Assignment Problem: Discuss the structure of the declaration of independence.

The Declaration of Independence had two main parts:

The first part was called the preamble which stated the theory of natural rights and asserted the right under certain circumstances of revolution.  First, the preamble stated that governments must rest upon "the consent of the governed," for they are set up to protect certain rights--"Life , Liberty and the pursuit of Happiness."

The preamble continued by stating that: "Governments long established should not be changed for light and transient causes." But the long list of grievances against the King was meant to prove that in THIS case the causes were oppressive and that the Americans had suffered "a long train of abuses and usurpations" which showed an intention "to reduce them under absolute Despotism."  And finally the preamble pointed out that they had more than a right--they had a duty--to rebel.

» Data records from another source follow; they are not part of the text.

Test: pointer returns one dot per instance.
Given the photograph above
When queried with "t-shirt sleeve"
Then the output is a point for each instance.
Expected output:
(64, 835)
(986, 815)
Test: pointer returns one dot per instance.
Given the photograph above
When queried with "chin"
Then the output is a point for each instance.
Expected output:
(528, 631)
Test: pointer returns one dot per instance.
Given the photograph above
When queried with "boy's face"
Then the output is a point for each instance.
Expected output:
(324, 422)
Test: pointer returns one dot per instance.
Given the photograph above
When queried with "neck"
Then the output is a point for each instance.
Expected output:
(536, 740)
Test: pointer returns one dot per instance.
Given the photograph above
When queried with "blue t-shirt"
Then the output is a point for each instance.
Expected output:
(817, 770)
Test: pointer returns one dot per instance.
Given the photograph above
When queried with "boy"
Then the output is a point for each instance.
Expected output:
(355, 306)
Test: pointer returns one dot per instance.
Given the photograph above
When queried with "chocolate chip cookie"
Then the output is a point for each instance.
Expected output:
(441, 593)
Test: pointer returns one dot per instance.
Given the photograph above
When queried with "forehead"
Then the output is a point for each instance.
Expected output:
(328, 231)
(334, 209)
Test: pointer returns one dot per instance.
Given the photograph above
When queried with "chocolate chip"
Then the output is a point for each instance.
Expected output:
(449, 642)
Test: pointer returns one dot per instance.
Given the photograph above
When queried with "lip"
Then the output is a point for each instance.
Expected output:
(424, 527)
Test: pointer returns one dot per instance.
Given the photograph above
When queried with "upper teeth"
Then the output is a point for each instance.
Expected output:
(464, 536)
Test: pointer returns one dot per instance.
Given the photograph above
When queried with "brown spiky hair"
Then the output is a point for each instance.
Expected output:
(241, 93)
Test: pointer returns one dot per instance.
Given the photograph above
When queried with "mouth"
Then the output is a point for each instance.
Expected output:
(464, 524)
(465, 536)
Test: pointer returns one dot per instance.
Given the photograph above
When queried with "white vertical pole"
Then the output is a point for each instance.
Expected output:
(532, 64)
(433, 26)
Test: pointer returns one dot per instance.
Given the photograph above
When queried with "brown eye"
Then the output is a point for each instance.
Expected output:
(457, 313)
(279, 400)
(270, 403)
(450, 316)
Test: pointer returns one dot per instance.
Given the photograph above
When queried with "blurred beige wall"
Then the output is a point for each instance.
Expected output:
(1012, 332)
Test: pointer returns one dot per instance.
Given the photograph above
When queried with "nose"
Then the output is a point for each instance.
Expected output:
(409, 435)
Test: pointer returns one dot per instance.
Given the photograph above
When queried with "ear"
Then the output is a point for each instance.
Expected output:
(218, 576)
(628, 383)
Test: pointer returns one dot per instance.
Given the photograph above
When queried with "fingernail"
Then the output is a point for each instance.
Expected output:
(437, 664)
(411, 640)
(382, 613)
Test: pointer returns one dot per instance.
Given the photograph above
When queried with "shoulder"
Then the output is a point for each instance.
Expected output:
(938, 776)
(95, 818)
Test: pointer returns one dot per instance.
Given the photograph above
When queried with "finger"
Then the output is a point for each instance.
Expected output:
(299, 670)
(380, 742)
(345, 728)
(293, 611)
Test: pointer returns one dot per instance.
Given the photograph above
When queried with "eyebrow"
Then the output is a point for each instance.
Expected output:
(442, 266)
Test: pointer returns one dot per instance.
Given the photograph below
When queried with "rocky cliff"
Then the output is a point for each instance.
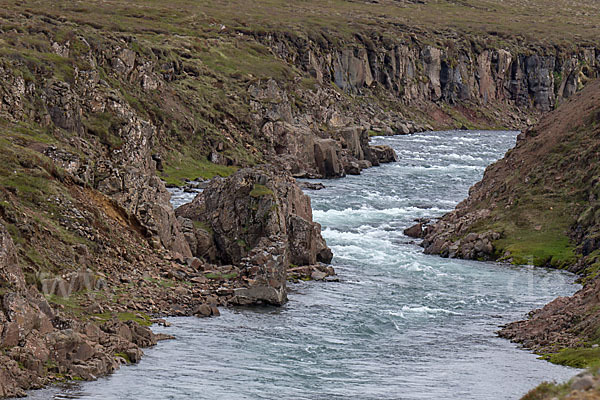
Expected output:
(539, 205)
(101, 103)
(259, 220)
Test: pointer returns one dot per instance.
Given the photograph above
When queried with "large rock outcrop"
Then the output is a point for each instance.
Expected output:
(530, 207)
(539, 205)
(260, 219)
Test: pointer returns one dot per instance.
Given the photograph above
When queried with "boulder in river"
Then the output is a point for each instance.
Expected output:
(261, 220)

The second part of the document was a list of Grievances or a long array of abuses of power from which the colonists felt they had suffered.  Although most of their quarrels had been with acts of Parliament, the list of Grievances was directed at "the present King of Great Britain."  Jefferson did this deliberately.  By attacking the King himself, the colonists were showing that there was NO possibility they could be persuaded to remain within the empire.  In political theory the King was the highest of the political authorities and they were making it clear that they would not accept any British authority.  

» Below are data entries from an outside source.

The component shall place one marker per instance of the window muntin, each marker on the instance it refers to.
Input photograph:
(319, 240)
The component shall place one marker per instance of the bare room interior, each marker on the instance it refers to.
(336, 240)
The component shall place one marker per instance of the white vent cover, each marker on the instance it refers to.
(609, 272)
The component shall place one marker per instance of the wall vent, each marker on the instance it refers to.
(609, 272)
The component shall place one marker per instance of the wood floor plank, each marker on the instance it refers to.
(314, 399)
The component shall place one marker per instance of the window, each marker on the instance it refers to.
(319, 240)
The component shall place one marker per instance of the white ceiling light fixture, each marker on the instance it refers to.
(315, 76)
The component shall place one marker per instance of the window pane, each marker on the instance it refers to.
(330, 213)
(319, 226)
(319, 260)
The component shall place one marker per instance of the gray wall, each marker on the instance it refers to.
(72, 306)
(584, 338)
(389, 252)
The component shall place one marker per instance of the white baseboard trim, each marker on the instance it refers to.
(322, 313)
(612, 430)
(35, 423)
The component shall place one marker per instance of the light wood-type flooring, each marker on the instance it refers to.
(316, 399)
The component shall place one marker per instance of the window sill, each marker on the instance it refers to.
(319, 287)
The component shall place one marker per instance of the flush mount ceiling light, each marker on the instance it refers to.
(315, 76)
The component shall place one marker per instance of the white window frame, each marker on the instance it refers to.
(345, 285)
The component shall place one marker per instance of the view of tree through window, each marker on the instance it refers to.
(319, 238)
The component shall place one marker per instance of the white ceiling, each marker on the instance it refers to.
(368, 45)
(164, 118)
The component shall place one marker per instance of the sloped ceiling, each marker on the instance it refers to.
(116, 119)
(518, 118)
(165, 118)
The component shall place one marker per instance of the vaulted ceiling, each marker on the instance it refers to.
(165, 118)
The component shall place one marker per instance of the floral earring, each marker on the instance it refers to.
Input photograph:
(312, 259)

In the list of Grievances, Jefferson stressed George's interference with the functioning of representative government in the colonies, his restrictions on civil rights, and his maintenance of troops in the colonies in time of peace and without their consent.  George was also held responsible for many actions by subordinates that he never authorized and for some things that never happened.   

 In structuring the Declaration of Independence it is apparent that the Continental Congress did not include blacks as members of society. One of the above mentioned fabricated charges against the King was Jefferson's attempt to blame him for the existence of slavery in the colonies.   Jefferson's effort to include the .black man in the document did not meet with the approval of the Continental Congress who cut the paragraph from the document because of its economic and social implications. Thus, by its intentional omission of blacks, the Continental Congress was indicating its intention to exclude blacks from equal membership in society. Jefferson's paragraph which attacked the institution of slavery is as follows:  

 "He has waged cruel war against human nature itself, violating its most sacred rights of life and liberty in the persons of a distant people who never offended him, captivating and carrying them into slavery in another hemisphere, or to incur miserable death in their transportation thither. This piratical warfare, the opprobrium of infidel powers, is the warfare of the Christian king of

Great Britain, determined to keep open a market where MEN should be bought and sold...suppressing every legislative  attempt to prohibit or to restrain this execrable commerce ...he is now exciting those very people to rise in arms among us, and to purchase that liberty of which he had deprived them, by murdering the people upon whom he also obtruded."

Jefferson said the clause was taken out "...in complaisance to South Carolina and Georgia, who had never attempted to restrain the importation of slaves, and who, on the contrary, still wished to continue it. Our Northern brethren also, I believe, felt a little tender under those censures; for though their people had very few slaves themselves, yet they had been pretty considerable carriers of them to others."

The fact that the founding fathers did not intend to include the blacks as members of society when the Declaration was written was pointed out in the Dred Scott decision in 1857. In that case the U.S. Supreme Court held that Scott, who was a black slave and had sued for his freedom holding that he had become free because of his stay in a free state and free territory, was not a citizen of the United States or the state of Missouri, and thus was not entitled to sue in the federal courts.

In writing his opinion on the case, Chief Justice Roger Taney made reference to the Declaration of Independence. He reasoned that since blacks were not included in the document at that time it was drafted there was never any intent to recognize them as citizens and thus they had never become one.

This raises an important question. How do we interpret the Declaration of Independence: as a racist document or as a document that was reflecting the attitude of society by the standards of that time (which, by today's standards, would be considered racist). Is it sound reasoning to evaluate a document written over 200 years ago by today's values or may it be looked upon as a way of viewing society's growth?